The ability to swallow can be affected by:
- loss of muscle mass and strength
- faitigue or exhaustion
- loss of dentition
- a decrease in mouth and tongue movements
- changes in eating habits and taste buds (often due to loss of senses of taste and smell)
- extended time in eating and drinking
- difficulty managing oral secretions1
- food taking longer to travel down the oesophagus to the stomach.
For older people in hospital, swallowing difficulties can prolong recovery time and contribute to functional decline, frailty and loss of independence.
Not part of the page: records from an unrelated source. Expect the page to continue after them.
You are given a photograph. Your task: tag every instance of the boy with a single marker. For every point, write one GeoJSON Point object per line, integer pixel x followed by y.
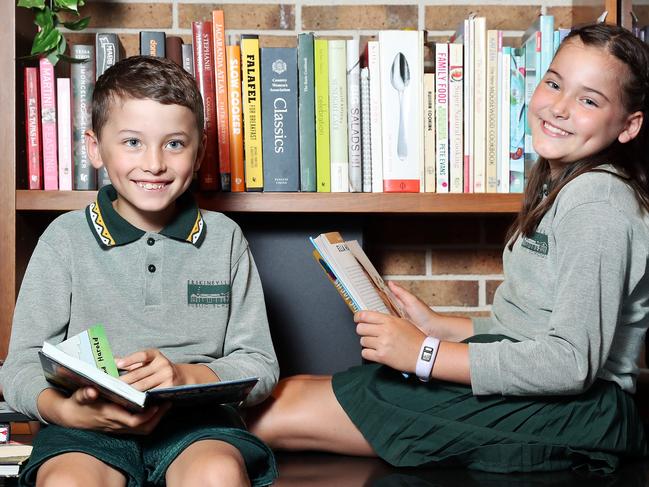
{"type": "Point", "coordinates": [176, 289]}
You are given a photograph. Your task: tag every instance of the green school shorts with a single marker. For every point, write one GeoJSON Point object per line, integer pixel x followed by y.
{"type": "Point", "coordinates": [144, 459]}
{"type": "Point", "coordinates": [410, 423]}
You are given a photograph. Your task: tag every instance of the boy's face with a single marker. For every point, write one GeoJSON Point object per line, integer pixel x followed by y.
{"type": "Point", "coordinates": [151, 152]}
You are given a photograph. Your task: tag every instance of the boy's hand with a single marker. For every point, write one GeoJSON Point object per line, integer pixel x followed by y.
{"type": "Point", "coordinates": [84, 409]}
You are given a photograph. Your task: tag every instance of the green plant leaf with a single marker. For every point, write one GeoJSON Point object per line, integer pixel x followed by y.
{"type": "Point", "coordinates": [78, 24]}
{"type": "Point", "coordinates": [39, 4]}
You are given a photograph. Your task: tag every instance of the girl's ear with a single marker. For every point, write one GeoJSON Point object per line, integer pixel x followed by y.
{"type": "Point", "coordinates": [631, 128]}
{"type": "Point", "coordinates": [92, 146]}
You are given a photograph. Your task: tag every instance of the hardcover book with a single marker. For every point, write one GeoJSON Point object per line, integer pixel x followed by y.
{"type": "Point", "coordinates": [48, 124]}
{"type": "Point", "coordinates": [279, 118]}
{"type": "Point", "coordinates": [401, 67]}
{"type": "Point", "coordinates": [306, 111]}
{"type": "Point", "coordinates": [353, 275]}
{"type": "Point", "coordinates": [208, 174]}
{"type": "Point", "coordinates": [71, 365]}
{"type": "Point", "coordinates": [33, 129]}
{"type": "Point", "coordinates": [83, 84]}
{"type": "Point", "coordinates": [152, 44]}
{"type": "Point", "coordinates": [254, 168]}
{"type": "Point", "coordinates": [64, 132]}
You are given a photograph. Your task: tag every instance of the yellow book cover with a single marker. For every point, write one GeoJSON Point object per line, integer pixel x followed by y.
{"type": "Point", "coordinates": [252, 113]}
{"type": "Point", "coordinates": [322, 158]}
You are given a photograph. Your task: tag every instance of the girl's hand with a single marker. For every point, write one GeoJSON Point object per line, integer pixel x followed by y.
{"type": "Point", "coordinates": [389, 340]}
{"type": "Point", "coordinates": [148, 369]}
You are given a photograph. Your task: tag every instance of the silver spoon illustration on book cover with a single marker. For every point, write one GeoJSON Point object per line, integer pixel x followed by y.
{"type": "Point", "coordinates": [400, 77]}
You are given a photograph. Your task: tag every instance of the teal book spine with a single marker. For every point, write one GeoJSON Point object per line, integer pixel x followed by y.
{"type": "Point", "coordinates": [306, 111]}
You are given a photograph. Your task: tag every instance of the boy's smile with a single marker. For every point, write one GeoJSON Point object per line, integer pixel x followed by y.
{"type": "Point", "coordinates": [151, 152]}
{"type": "Point", "coordinates": [577, 109]}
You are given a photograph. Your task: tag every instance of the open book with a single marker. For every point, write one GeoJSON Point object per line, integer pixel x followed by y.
{"type": "Point", "coordinates": [351, 272]}
{"type": "Point", "coordinates": [69, 365]}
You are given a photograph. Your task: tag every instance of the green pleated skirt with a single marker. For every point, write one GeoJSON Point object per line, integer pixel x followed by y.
{"type": "Point", "coordinates": [410, 423]}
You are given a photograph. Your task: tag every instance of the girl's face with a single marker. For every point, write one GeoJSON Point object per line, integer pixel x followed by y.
{"type": "Point", "coordinates": [576, 110]}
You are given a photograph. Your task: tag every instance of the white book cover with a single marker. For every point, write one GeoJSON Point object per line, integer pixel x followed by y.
{"type": "Point", "coordinates": [401, 63]}
{"type": "Point", "coordinates": [64, 132]}
{"type": "Point", "coordinates": [338, 139]}
{"type": "Point", "coordinates": [429, 133]}
{"type": "Point", "coordinates": [480, 104]}
{"type": "Point", "coordinates": [354, 117]}
{"type": "Point", "coordinates": [504, 91]}
{"type": "Point", "coordinates": [441, 117]}
{"type": "Point", "coordinates": [455, 118]}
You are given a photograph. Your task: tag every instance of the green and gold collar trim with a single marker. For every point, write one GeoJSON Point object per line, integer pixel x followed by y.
{"type": "Point", "coordinates": [110, 229]}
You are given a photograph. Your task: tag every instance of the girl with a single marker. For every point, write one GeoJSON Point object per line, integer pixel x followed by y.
{"type": "Point", "coordinates": [544, 383]}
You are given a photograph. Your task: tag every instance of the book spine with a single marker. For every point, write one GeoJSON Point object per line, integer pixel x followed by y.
{"type": "Point", "coordinates": [492, 112]}
{"type": "Point", "coordinates": [338, 150]}
{"type": "Point", "coordinates": [83, 83]}
{"type": "Point", "coordinates": [204, 72]}
{"type": "Point", "coordinates": [48, 124]}
{"type": "Point", "coordinates": [107, 51]}
{"type": "Point", "coordinates": [306, 112]}
{"type": "Point", "coordinates": [441, 117]}
{"type": "Point", "coordinates": [321, 70]}
{"type": "Point", "coordinates": [373, 64]}
{"type": "Point", "coordinates": [354, 117]}
{"type": "Point", "coordinates": [279, 118]}
{"type": "Point", "coordinates": [480, 104]}
{"type": "Point", "coordinates": [252, 130]}
{"type": "Point", "coordinates": [366, 131]}
{"type": "Point", "coordinates": [152, 44]}
{"type": "Point", "coordinates": [517, 122]}
{"type": "Point", "coordinates": [504, 91]}
{"type": "Point", "coordinates": [174, 49]}
{"type": "Point", "coordinates": [64, 132]}
{"type": "Point", "coordinates": [429, 133]}
{"type": "Point", "coordinates": [235, 118]}
{"type": "Point", "coordinates": [188, 58]}
{"type": "Point", "coordinates": [33, 129]}
{"type": "Point", "coordinates": [456, 119]}
{"type": "Point", "coordinates": [220, 75]}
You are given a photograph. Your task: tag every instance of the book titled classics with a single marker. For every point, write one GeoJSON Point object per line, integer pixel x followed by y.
{"type": "Point", "coordinates": [86, 360]}
{"type": "Point", "coordinates": [353, 275]}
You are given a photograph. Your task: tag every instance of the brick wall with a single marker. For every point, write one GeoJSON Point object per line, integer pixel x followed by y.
{"type": "Point", "coordinates": [453, 262]}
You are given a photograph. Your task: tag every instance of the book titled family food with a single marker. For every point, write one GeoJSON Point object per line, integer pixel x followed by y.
{"type": "Point", "coordinates": [86, 360]}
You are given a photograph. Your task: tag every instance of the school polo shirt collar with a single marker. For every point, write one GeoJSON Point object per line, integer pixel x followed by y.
{"type": "Point", "coordinates": [110, 229]}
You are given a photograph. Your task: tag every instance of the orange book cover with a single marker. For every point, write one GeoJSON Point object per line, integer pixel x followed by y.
{"type": "Point", "coordinates": [233, 56]}
{"type": "Point", "coordinates": [220, 76]}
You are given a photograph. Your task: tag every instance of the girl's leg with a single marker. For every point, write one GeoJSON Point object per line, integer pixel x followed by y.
{"type": "Point", "coordinates": [303, 414]}
{"type": "Point", "coordinates": [77, 469]}
{"type": "Point", "coordinates": [208, 463]}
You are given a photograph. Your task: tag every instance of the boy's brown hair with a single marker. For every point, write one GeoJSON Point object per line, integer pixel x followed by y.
{"type": "Point", "coordinates": [145, 77]}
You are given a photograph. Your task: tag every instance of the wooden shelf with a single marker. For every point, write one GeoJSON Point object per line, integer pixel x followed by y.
{"type": "Point", "coordinates": [30, 200]}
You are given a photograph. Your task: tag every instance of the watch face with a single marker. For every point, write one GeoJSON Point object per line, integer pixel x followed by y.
{"type": "Point", "coordinates": [426, 354]}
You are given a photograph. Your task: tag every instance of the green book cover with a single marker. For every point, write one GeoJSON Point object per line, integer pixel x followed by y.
{"type": "Point", "coordinates": [101, 351]}
{"type": "Point", "coordinates": [323, 162]}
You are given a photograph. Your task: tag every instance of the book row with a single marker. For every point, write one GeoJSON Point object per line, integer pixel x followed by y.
{"type": "Point", "coordinates": [322, 116]}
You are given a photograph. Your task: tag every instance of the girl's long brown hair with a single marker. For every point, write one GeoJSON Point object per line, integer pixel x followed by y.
{"type": "Point", "coordinates": [631, 160]}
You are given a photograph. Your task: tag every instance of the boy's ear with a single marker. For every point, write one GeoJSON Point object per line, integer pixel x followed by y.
{"type": "Point", "coordinates": [92, 146]}
{"type": "Point", "coordinates": [632, 127]}
{"type": "Point", "coordinates": [201, 152]}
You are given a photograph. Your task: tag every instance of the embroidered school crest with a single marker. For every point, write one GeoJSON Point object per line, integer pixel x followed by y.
{"type": "Point", "coordinates": [208, 293]}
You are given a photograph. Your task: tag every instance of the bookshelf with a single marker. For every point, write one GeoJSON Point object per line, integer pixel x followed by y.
{"type": "Point", "coordinates": [23, 213]}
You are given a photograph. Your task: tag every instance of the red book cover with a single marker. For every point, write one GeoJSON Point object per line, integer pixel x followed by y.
{"type": "Point", "coordinates": [33, 130]}
{"type": "Point", "coordinates": [208, 175]}
{"type": "Point", "coordinates": [220, 75]}
{"type": "Point", "coordinates": [48, 124]}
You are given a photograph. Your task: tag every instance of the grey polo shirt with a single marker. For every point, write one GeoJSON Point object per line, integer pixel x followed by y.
{"type": "Point", "coordinates": [192, 290]}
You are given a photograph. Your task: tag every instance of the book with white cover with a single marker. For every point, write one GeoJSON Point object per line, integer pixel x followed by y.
{"type": "Point", "coordinates": [401, 67]}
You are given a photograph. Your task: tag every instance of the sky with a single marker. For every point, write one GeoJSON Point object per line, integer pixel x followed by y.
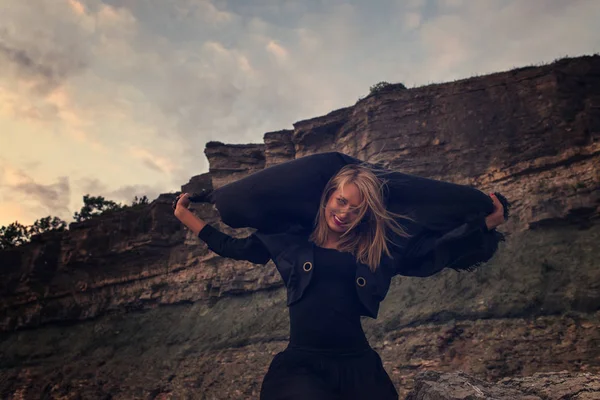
{"type": "Point", "coordinates": [117, 98]}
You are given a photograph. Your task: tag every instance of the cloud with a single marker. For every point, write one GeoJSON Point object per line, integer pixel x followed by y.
{"type": "Point", "coordinates": [154, 161]}
{"type": "Point", "coordinates": [123, 194]}
{"type": "Point", "coordinates": [20, 188]}
{"type": "Point", "coordinates": [45, 57]}
{"type": "Point", "coordinates": [277, 50]}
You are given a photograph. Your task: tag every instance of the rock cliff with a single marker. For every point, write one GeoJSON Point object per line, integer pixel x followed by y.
{"type": "Point", "coordinates": [130, 305]}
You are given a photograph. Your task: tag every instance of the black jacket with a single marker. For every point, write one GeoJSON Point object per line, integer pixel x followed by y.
{"type": "Point", "coordinates": [428, 253]}
{"type": "Point", "coordinates": [288, 194]}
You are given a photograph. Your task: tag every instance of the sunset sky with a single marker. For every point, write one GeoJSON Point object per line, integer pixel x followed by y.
{"type": "Point", "coordinates": [118, 97]}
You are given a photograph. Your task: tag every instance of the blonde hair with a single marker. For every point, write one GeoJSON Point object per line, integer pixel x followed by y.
{"type": "Point", "coordinates": [368, 236]}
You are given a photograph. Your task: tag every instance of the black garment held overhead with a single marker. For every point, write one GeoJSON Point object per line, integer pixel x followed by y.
{"type": "Point", "coordinates": [287, 194]}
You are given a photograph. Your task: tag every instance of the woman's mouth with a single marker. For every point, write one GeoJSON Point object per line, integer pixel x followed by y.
{"type": "Point", "coordinates": [337, 221]}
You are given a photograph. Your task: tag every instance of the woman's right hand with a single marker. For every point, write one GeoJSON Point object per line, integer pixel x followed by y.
{"type": "Point", "coordinates": [182, 201]}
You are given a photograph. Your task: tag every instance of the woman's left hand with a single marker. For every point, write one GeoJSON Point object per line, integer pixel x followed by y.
{"type": "Point", "coordinates": [497, 216]}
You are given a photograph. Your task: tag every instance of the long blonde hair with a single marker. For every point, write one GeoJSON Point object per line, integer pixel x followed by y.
{"type": "Point", "coordinates": [368, 236]}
Severe dysphagia is often indicative a person is in the end stage of their disease.
Hospital provides an ideal opportunity to identify signs of swallowing difficulties and help older patients achieve and maintain optimal nutrition and hydration during their stay. This assists us to prevent cascading problems such as delirium, incontinence, falls and pressure injuries.
1. Australian Government Department of Health and Ageing, Guidelines for a Palliative Approach for Aged Care in the Commuity Setting - Best practice guidelines for the Australian Context, 2011: Australian Government Department of Health and Ageing, Canberra.